Not that bad, all things considered.

Then we have the design of the puzzles, which does everything in its power to make sure you use that touchscreen, because all of them do in some fashion. This includes opening locks by turning a dial (and having the characters explain how to do it every single time), moving items on a board (and making me wonder how Drake can do these amazing feats of strength) and reforming an image with torn pieces of paper through such an orientation that I had to turn my Vita on its side...like a smartphone. On top of this there is one puzzle that requires a light source hitting the camera, but since my house isn't the brightest, my brother had to a hold a flashlight under the system to prevent me from accidentally blinding myself on a super-bright bulb while still letting me see the end result. In the end I'd consider the puzzles, for lack of better words, uninspired.

Equally uninspired is the level design. It feels pretty safe without some of the complexities of the console games. Uncharted is also known for its action set pieces, and while there are a couple of great ones here, there weren't enough to keep me interested throughout the campaign. It also doesn't help that there aren't as many environments, though they are impressively detailed, and some might defend this by saying that the system has limitations, but I believe that if God of War: Ghost of Sparta could have amazing and more varied environments, and that was a PSP game for crying out loud, then SCE Bend Studio could have done better.

Actually pretty impressive.

One thing I can still praise this game for would be its voice acting, which is actually pretty good and shows how good the actors, especially Nolan North, can be, no matter how flat their characters are. The sounds were also on par with the console games and the music is actually pretty decent, if not exactly on par.

As a side note, you can also now, thanks to a patch, collect and power up cards for another Uncharted game called Fight for Fortune, a card game which I have no interest in playing, but I still felt was worth mentioning.
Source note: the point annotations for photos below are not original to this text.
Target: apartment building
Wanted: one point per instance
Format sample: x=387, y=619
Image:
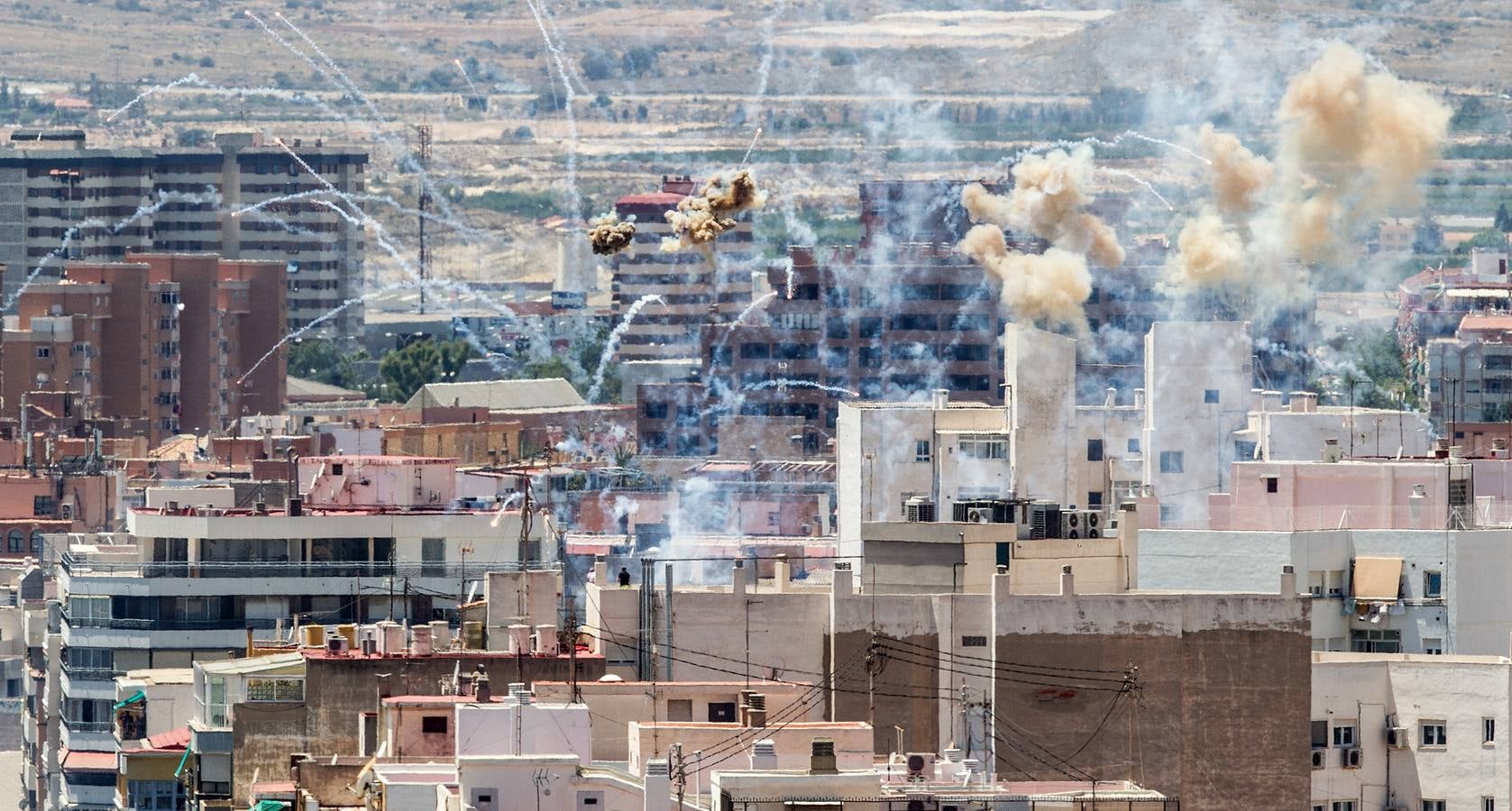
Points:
x=60, y=201
x=372, y=538
x=1390, y=733
x=158, y=344
x=692, y=286
x=1373, y=591
x=945, y=656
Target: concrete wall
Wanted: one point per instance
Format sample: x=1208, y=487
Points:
x=1473, y=616
x=1201, y=657
x=1040, y=370
x=616, y=704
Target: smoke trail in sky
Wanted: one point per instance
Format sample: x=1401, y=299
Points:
x=613, y=344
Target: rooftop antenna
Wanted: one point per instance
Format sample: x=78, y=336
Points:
x=422, y=153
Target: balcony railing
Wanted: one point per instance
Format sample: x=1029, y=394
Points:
x=281, y=569
x=91, y=674
x=87, y=725
x=170, y=624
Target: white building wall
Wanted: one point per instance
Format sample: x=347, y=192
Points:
x=1040, y=373
x=1198, y=381
x=1375, y=692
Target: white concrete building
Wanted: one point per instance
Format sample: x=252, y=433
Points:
x=1375, y=591
x=374, y=540
x=1198, y=378
x=1409, y=732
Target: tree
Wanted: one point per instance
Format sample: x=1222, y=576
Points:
x=324, y=361
x=421, y=363
x=1427, y=236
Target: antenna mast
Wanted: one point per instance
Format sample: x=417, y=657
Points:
x=422, y=150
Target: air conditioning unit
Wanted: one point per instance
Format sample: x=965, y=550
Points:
x=918, y=509
x=1081, y=523
x=1045, y=520
x=921, y=766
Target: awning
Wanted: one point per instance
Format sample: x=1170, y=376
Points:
x=1376, y=579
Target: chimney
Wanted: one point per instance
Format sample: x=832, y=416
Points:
x=764, y=754
x=842, y=582
x=821, y=757
x=738, y=579
x=519, y=639
x=658, y=786
x=1288, y=580
x=781, y=573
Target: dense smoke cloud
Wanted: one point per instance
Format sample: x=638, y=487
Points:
x=1208, y=252
x=1352, y=145
x=1047, y=200
x=701, y=218
x=1049, y=286
x=1239, y=177
x=609, y=236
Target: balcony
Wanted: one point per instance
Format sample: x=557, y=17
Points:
x=78, y=567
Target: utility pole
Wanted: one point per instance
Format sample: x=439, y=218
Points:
x=679, y=773
x=422, y=149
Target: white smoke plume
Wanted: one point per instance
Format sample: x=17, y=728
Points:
x=1049, y=286
x=701, y=218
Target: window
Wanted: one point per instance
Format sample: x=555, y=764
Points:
x=679, y=708
x=721, y=712
x=1320, y=734
x=1375, y=642
x=1432, y=585
x=985, y=447
x=276, y=689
In the end, Uncharted: Golden Abyss is a game that's just okay. It's definitely not as good as the ones on PS3 thanks to not only an uninteresting narrative, but also some poorly executed features that manage to negate a portion of the good features present. I'd recommend this to fans of Uncharted, but only on the grounds that they really want to drop money on something this average. If you're not an Uncharted fan or willing to drop however much it costs, then you're much better off downloading it for free with a PlayStation Plus account. Even then, I can't guarantee that you'll enjoy the adventure.